The gap between credit and deposit growth of banks, which was a key concern for the Reserve Bank of India (RBI) over the past two years, is finally narrowing, according to the state of the economy report released by the central bank on Friday.

According to the latest data, as of September 6, the gap was just over 2 percentage points, compared with more than 700 basis points (bps) at the start of 2024. Bank loan growth moderated to 13.3 percent, while deposit growth exceeded 11 percent.

“In the credit market, where deposit mobilization is becoming a challenge, banks continue to rely heavily on certificates of deposit to meet funding needs so that lagging deposit growth does not restrict lending,” the report said.

Noting that banks are offering higher interest rates on deposits, with more than two-thirds of term deposits yielding 7 percent or more, the report says: “However, the gap between credit and deposit growth is beginning to narrow.”
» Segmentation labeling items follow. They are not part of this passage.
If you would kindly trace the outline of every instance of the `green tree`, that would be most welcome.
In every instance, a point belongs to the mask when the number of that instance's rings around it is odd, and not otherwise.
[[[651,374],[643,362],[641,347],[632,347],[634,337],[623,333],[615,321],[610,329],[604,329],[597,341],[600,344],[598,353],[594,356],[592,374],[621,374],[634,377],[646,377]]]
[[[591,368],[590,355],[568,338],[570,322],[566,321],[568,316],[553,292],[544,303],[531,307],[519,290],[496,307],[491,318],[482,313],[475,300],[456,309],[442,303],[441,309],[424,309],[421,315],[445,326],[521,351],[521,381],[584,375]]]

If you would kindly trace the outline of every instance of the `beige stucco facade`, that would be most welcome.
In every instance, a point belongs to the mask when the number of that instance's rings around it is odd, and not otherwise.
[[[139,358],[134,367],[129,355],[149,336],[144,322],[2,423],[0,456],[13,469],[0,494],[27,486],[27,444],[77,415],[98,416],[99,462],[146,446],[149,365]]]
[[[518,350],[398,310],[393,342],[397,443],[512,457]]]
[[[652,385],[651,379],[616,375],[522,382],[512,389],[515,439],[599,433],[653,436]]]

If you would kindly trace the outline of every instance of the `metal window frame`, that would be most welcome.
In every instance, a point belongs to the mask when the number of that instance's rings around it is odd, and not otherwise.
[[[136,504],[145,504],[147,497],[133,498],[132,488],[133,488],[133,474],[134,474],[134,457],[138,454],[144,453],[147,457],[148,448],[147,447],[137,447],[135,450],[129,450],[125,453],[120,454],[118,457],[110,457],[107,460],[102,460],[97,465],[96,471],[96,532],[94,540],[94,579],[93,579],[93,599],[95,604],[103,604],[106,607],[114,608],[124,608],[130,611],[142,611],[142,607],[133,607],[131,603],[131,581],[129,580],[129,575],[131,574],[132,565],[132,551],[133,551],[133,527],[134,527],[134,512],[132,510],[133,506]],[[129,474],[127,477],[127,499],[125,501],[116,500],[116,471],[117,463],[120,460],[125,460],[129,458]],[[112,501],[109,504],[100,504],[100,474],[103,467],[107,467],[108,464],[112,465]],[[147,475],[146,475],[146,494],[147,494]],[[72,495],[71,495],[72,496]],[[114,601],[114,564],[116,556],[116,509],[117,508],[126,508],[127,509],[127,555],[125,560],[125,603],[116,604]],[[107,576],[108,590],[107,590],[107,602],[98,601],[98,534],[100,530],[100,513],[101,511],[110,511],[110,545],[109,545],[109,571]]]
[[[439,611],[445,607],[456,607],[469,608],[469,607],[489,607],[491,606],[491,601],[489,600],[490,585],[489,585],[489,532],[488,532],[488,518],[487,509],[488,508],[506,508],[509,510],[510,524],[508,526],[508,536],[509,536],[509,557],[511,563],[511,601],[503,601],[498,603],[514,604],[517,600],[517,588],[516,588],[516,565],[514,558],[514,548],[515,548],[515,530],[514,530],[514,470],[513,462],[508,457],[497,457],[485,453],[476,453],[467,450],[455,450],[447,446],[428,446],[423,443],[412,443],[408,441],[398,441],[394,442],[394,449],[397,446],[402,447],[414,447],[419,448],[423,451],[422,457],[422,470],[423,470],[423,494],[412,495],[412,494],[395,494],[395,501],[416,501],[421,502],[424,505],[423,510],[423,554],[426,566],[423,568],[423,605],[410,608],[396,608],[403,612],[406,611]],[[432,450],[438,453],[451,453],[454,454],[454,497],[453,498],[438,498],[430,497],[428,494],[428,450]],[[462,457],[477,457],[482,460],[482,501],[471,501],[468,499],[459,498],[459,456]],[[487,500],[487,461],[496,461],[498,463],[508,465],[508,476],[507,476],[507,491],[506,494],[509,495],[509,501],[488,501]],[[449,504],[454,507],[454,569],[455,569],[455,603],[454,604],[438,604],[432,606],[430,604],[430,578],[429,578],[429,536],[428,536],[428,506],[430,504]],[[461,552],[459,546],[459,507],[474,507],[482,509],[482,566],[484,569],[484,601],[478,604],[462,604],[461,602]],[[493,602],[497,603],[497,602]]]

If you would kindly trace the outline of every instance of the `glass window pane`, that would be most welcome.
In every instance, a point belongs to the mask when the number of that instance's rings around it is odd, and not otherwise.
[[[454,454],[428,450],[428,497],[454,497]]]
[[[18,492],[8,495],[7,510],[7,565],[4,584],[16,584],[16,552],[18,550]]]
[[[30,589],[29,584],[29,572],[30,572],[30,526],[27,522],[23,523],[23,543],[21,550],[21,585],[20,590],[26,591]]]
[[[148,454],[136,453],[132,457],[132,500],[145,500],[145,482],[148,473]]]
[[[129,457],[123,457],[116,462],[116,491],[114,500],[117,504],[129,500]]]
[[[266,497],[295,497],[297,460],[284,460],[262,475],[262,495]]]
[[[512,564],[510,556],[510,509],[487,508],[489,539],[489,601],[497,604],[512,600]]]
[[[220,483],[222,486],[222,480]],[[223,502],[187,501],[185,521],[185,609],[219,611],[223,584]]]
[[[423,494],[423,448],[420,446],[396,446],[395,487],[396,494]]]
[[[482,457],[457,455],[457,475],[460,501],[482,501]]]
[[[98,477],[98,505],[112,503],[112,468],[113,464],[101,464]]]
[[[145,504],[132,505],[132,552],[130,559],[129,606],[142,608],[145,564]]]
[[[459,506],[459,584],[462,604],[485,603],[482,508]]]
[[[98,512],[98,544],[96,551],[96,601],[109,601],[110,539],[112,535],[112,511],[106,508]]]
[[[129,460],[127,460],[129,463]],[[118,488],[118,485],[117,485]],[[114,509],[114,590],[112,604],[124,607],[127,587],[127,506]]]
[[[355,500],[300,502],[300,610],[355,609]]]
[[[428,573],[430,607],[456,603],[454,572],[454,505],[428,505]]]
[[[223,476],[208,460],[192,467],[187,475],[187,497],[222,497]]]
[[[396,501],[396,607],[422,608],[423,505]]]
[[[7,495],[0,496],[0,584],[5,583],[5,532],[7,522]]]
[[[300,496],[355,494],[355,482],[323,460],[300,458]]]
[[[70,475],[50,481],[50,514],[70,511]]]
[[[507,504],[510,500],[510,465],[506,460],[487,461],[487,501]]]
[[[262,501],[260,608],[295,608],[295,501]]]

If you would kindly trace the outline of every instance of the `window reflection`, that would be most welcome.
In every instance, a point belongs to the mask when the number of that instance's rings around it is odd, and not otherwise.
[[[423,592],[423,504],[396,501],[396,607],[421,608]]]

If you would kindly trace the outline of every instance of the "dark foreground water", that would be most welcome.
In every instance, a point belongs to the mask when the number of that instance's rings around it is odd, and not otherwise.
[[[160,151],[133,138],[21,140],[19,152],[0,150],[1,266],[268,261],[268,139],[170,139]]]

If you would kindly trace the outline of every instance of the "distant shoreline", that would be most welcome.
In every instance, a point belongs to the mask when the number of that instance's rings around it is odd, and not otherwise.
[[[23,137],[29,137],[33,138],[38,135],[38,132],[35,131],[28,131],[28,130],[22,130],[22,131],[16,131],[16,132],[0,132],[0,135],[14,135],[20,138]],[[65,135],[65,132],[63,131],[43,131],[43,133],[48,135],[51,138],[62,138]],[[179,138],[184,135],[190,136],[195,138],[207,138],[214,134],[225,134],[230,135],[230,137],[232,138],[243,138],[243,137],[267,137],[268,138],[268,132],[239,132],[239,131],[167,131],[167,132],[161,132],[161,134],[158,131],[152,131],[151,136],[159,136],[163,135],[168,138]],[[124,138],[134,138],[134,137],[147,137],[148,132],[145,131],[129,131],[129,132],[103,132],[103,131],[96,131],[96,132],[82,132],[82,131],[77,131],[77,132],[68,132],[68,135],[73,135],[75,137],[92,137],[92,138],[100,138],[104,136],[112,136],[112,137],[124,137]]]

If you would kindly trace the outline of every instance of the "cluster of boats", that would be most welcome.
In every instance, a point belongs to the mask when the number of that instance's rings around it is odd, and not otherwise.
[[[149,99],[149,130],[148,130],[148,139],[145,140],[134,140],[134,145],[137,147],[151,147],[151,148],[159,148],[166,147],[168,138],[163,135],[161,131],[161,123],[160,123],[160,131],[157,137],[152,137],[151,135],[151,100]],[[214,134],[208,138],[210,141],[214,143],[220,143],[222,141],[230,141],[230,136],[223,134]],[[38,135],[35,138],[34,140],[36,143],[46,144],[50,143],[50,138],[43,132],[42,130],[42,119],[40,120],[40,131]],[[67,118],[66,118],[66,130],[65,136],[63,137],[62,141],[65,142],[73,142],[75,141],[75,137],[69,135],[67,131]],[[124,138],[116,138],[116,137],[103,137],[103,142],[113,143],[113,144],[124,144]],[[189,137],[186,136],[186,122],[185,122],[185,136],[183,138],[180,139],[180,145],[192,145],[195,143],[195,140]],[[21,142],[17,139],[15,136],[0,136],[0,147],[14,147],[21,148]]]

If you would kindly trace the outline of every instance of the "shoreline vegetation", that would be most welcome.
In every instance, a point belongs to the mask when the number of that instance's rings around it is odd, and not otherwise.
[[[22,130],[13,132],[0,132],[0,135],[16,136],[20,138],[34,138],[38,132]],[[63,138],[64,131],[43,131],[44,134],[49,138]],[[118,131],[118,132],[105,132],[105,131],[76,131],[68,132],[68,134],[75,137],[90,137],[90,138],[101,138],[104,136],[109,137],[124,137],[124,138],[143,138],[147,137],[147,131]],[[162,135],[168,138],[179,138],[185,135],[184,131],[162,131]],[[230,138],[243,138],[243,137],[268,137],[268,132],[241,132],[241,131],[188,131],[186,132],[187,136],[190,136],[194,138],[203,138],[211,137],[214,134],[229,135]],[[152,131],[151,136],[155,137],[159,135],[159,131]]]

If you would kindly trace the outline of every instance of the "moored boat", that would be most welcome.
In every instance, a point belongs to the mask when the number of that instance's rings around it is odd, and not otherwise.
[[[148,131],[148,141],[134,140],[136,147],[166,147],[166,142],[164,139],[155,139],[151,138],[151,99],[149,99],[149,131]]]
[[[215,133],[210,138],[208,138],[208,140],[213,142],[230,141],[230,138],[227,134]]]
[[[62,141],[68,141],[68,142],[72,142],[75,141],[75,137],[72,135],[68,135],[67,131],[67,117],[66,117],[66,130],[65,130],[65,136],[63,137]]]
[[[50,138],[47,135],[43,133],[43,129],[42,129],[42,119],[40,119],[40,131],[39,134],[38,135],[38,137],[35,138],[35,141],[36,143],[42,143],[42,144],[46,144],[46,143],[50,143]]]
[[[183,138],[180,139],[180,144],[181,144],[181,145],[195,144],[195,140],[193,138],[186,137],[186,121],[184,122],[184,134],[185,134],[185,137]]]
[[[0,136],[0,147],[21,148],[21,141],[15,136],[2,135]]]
During the August monetary policy review, Governor Shaktikanta Das warned banks to rely more on short-term non-retail deposits and other liability instruments to meet rising credit demand.
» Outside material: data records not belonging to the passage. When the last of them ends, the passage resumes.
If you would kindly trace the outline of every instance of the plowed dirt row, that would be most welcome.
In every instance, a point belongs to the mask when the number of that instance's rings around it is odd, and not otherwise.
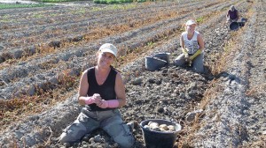
[[[153,7],[180,9],[178,4],[193,11],[181,8],[182,13],[179,15],[160,18],[151,24],[144,23],[121,32],[115,30],[119,33],[99,36],[97,40],[82,40],[76,45],[62,47],[62,50],[54,54],[41,54],[43,57],[35,54],[31,57],[20,58],[20,62],[9,60],[9,63],[1,63],[10,66],[4,68],[0,75],[4,80],[1,85],[4,100],[0,103],[4,107],[0,113],[3,125],[1,147],[63,146],[58,143],[57,137],[77,117],[82,107],[76,100],[80,73],[94,64],[94,55],[103,42],[117,45],[121,54],[115,67],[122,71],[127,88],[128,102],[121,108],[126,122],[140,122],[151,118],[179,122],[183,130],[176,147],[265,146],[265,109],[262,109],[266,101],[266,69],[263,63],[265,18],[262,17],[265,15],[265,2],[179,3],[143,4],[137,7],[136,13],[145,7],[151,10]],[[240,11],[241,17],[248,18],[246,26],[236,32],[230,31],[224,22],[227,9],[231,4]],[[60,8],[66,14],[68,14],[66,10],[75,9],[74,6]],[[43,8],[40,10],[45,11]],[[133,8],[129,11],[134,11]],[[14,11],[20,12],[17,10]],[[27,9],[27,11],[31,12]],[[122,10],[118,11],[127,15]],[[2,13],[5,12],[4,11]],[[149,15],[144,16],[149,18]],[[201,18],[197,30],[203,34],[206,43],[206,73],[200,75],[190,68],[176,67],[171,63],[158,71],[145,70],[146,56],[170,52],[172,62],[181,53],[179,35],[183,31],[182,25],[191,18]],[[65,23],[66,25],[67,21]],[[105,24],[99,21],[98,25]],[[63,35],[63,38],[73,34]],[[65,79],[62,81],[59,78],[60,77]],[[72,84],[66,84],[69,82]],[[23,86],[32,87],[23,92]],[[15,93],[12,89],[20,92]],[[33,91],[32,96],[29,96],[28,90]],[[54,92],[58,92],[57,97]],[[30,97],[39,101],[31,102],[28,100]],[[12,105],[16,101],[19,104],[21,99],[27,100],[24,102],[24,109],[19,109],[20,112],[16,107],[20,108],[23,104]],[[10,107],[12,109],[9,110]],[[30,111],[32,109],[35,111]],[[18,122],[21,118],[24,120]],[[11,120],[14,119],[16,122],[12,122]],[[136,137],[135,147],[145,147],[142,131],[137,125],[133,134]],[[73,147],[116,147],[116,144],[108,135],[98,130],[85,136],[81,143],[74,144]]]

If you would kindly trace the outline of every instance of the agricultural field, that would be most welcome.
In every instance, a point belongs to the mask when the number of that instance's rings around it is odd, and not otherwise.
[[[246,23],[231,31],[231,5]],[[0,10],[0,147],[118,147],[103,130],[80,143],[58,137],[82,107],[82,72],[95,65],[106,42],[120,56],[114,67],[126,85],[125,122],[180,123],[175,147],[266,147],[266,1],[173,0],[121,4],[93,1]],[[204,74],[173,61],[182,53],[186,20],[197,20],[205,41]],[[170,53],[159,70],[145,57]]]

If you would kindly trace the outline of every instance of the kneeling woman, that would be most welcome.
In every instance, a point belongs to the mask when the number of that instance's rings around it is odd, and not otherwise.
[[[87,107],[61,134],[61,143],[78,142],[87,133],[101,128],[121,147],[133,146],[134,137],[118,110],[126,104],[126,93],[121,75],[111,66],[116,55],[113,45],[102,45],[98,52],[97,66],[82,73],[78,100]]]
[[[185,23],[186,31],[180,36],[183,54],[175,60],[174,64],[182,66],[184,63],[192,63],[194,71],[203,73],[204,41],[201,34],[195,31],[196,26],[194,20],[188,20]]]

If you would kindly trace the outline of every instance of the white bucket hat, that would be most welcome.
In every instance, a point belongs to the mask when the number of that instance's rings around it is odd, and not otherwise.
[[[100,48],[98,49],[100,52],[107,52],[113,54],[115,57],[117,56],[117,48],[110,43],[103,44]]]

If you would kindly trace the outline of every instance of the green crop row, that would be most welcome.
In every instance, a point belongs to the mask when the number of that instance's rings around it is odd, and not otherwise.
[[[60,3],[60,2],[73,2],[79,0],[34,0],[35,2],[43,2],[43,3]]]
[[[132,2],[141,3],[146,1],[147,0],[93,0],[95,4],[122,4],[122,3],[132,3]]]
[[[52,4],[0,4],[0,10],[12,8],[32,8],[32,7],[45,7]]]

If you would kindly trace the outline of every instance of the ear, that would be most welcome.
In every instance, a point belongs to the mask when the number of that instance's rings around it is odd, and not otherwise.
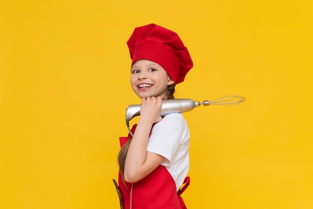
[[[175,82],[170,77],[168,77],[168,85],[170,86],[174,84]]]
The report on the state of the economy also contained a word of warning for microfinance institutions, as it called on those lenders to slow loan growth, citing the buildup of non-performing assets.

“Microfinance institutions are facing some asset quality issues, which justify a slowdown in the pace of loan growth,” the report said.
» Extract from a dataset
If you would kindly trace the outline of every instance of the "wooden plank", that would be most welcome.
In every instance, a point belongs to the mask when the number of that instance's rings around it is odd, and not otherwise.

Another warning concerns the private credit market. According to the report, rough estimates suggest that private credit assets under management amount to around $15 billion. Fintech lenders, which have reportedly captured more than 52% of the personal loan market share, are increasingly turning to private credit to raise funds and diversify borrowing sources.

“However, the resilience of private credit in a credit crisis has not yet been tested,” he said.

Commenting on inflation, the report termed it as a “positive development” that headline retail inflation remained below the RBI’s 4 per cent target.

He also noted that as some vegetable price shocks have started to reverse, the persistence that characterised food inflation developments in the first quarter of 2024-25 “may be behind us”.

Noting that an unfavourable base effect may impact the headline inflation figure for September, the report said the outlook for international crude oil prices has turned benign and could be sustained.

The report notes: “The outlook for average headline inflation of 4.5 percent in the second half of 2024-25, as set out in the Monetary Policy Committee’s August 2024 resolution, has improved,” adding that food price volatility remains a contingent risk, in light of recent experience.

With headline inflation slowing, household consumption is expected to grow faster in the July-September quarter, with the revival of rural demand already taking hold.

“Another factor driving consumption is increased hiring by large e-commerce companies ahead of the festival season, not just in metropolises but also in second- and third-tier cities,” it said. The report also noted that demand for fast-moving consumer goods (FMCG) is accelerating as companies target older customers with healthy lifestyle products in response to increasing longevity.

Regarding the first quarter GDP figures, the report notes that domestic factors (private consumption and gross fixed investment) were solid and that net exports continued to provide positive support to gross domestic product (GDP) growth. “The underperformance of agriculture was offset by a dynamic manufacturing sector and resilient services,” it adds.